I'd argue this response was insufficient. I've always been taught that a clean wipe is the response to your box being rooted.
At step 3 one should be thinking "I now know nothing about this box, what's installed? What's modified?" You can't know if its been modified or rooted.
While I'm certain its possible to replace software in the system piece by piece until you trust it again, but that's much harder than what I would say is your only option:
Wipe the disk, put a a new install on it and restore your sites from backups.
Yep, what should have been done if you absolutely had to know how it happened (not that bad an idea but for smaller places they don't have the time or money to do it) is take a disk image of the compromised system for later analysis. For right this second, get the site back up on a clean, updated install. You can not trust the existing one now, don't even try.

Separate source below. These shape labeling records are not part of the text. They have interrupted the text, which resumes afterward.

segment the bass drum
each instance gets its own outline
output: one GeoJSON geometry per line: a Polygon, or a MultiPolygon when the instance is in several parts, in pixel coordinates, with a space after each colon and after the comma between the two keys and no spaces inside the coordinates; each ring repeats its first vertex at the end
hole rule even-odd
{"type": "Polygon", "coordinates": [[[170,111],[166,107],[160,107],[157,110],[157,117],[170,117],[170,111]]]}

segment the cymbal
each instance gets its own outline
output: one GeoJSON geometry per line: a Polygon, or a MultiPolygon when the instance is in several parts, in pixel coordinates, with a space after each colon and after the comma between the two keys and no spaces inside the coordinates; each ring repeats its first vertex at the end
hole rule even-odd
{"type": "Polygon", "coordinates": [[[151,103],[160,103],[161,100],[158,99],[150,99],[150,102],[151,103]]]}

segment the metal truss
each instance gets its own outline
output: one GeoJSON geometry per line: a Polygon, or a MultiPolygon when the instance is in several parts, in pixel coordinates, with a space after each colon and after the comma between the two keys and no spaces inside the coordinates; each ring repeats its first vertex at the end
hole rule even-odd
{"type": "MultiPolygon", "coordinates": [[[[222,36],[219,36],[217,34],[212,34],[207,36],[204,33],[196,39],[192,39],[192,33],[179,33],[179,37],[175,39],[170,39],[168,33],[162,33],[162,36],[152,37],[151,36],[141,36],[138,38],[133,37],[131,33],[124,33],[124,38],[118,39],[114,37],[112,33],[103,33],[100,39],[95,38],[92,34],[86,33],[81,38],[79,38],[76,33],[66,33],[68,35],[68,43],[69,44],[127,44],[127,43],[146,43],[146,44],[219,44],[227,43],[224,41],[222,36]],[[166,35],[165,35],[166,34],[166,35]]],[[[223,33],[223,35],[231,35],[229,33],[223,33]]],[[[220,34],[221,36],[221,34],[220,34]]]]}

EDIT: BTW this is also why you should be backing up your data and config files, not a bare-metal image of the system. OS installations are quick and the bare-metal image is just going to put the problem back in place. Remember, you probably do not know exactly when the break-in actually occurred.
This article is about some webspace on presumably some kind of shared hosting account being compromised. Not a box being rooted. No doubt scripts in his account run with very limited privileges.
If hosting companies wiped a server every time one of their customers sites got owned the servers would hardly be online at all.
You are right, this was just a shared hosting package from 1&1. Nothing I have root access to. Nothing I can do. I thought it was clear when I wrote the provider shut me out from my webspace.
Calling the guys who hacked you "script kids" and "idiots" is just childish. You failed to take basic security measures and got fucked over by people who know better than you. The bigger idiot here is the one who was hacked.
No it's not. I call everybody an idiot who breaks into another server to post spam. No matter what his reasons are it is just an idiots behavior. Script kids - why not calling em like that? Taking scripts from a random website and using them is what I call a script kid.
Anyway, I have already mentioned in my post that I was an idiot to forget about the installation. Sure, and that is what I have learned about: not to forget again.
That said, hacking is non acceptable no matter what mistakes the owner of a website has done. I really have no respect for such people.
At step 3 one should be thinking "I now know nothing about this box, what's installed? What's modified?" You can't know if its been modified or rooted.
While I'm certain its possible to replace software in the system piece by piece until you trust it again, but that's much harder than what I would say is your only option:
Wipe the disk, put a a new install on it and restore your sites from backups.